Wesley W. von Schack

1,619,574

1.1%

8 current directors and
 officers as a group


2,354,631


1.6%

________________

(1)   Includes shares of Energy East common stock that may be acquired through the exercise of stock options that are exercisable currently. The number of shares which may be acquired, and by whom, are as follows: Ms. Burns, 144,999; Mr. Herling, 44,333; Mr. Call, 26,333; Ms. Case, 29,333; Mr. Jasinski, 376,500; Mr. Mahoney; 4,333; Mr. Robinson 24,333; Mr. von Schack, 1,420,000; and all current directors and officers as a group, 2,070,164.

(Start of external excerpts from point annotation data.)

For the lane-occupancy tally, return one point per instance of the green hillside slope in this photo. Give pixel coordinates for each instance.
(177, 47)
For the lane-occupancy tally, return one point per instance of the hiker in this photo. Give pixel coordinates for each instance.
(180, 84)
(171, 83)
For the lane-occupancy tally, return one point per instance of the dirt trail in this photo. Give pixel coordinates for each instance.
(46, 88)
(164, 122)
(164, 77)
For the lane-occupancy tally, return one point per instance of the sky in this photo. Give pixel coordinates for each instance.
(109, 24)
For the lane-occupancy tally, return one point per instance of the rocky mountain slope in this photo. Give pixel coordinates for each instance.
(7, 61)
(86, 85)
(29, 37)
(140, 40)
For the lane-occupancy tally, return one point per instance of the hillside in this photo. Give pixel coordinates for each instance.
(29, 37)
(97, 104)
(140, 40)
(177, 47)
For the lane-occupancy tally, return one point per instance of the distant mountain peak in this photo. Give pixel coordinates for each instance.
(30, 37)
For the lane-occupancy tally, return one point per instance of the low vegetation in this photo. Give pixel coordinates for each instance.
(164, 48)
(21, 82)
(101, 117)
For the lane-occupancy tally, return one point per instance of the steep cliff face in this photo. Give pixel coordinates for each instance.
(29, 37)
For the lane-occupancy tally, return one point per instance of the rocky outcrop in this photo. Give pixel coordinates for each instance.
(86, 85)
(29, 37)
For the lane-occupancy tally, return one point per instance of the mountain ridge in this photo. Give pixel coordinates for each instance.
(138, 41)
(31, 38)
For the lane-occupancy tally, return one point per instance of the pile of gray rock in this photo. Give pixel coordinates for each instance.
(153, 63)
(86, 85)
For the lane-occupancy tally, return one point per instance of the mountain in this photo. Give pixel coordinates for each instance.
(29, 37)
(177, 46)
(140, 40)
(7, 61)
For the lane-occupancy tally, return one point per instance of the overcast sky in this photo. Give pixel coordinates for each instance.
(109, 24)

(2)   Less than 1% of the outstanding common stock of Energy East.

Code of Ethics

   All of the company's directors and employees, including its principal executive, financial and accounting officers are subject to the Energy East Code of Conduct. The Energy East Code of Conduct is available on Energy East's website: www.energyeast.com.

Audit Fees

   Aggregate fees billed to or allocated to the company by Energy East as part of its consolidated audits for each of the last two fiscal years for professional services rendered for the audit of the company's consolidated annual financial statements and the reviews of the financial statements included in the company's Forms 10-Q for the year 2003 were $200,078 and for the year 2002 were $152,450.

 

Audit-Related Fees

   Aggregate fees billed to or allocated to the company by Energy East for each of the last two fiscal years for assurance and related services related to the performance of the audit of the company's consolidated annual financial statements and the reviews of the financial statements included in the company's Forms 10-Q for the year 2003 were $28,978 for the year 2002 were $40,000, consisting of the following:

 

2003 Fees

2002 Fees

Benefit Plan Audits

$28,978

$40,000


All Other Fees

   The company did not engage PricewaterhouseCoopers to provide any other services during 2003.

Audit Committee

   
The Audit Committee of Energy East, which serves as the Audit Committee for the company, has not adopted preapproval policies or procedures. In addition, none of the services described above were approved under the "de minimis" service exception. Further information regarding Energy East's Audit Committee will be set forth in Energy East's proxy statement to be filed with the Securities and Exchange Commission on or prior to April 29, 2004.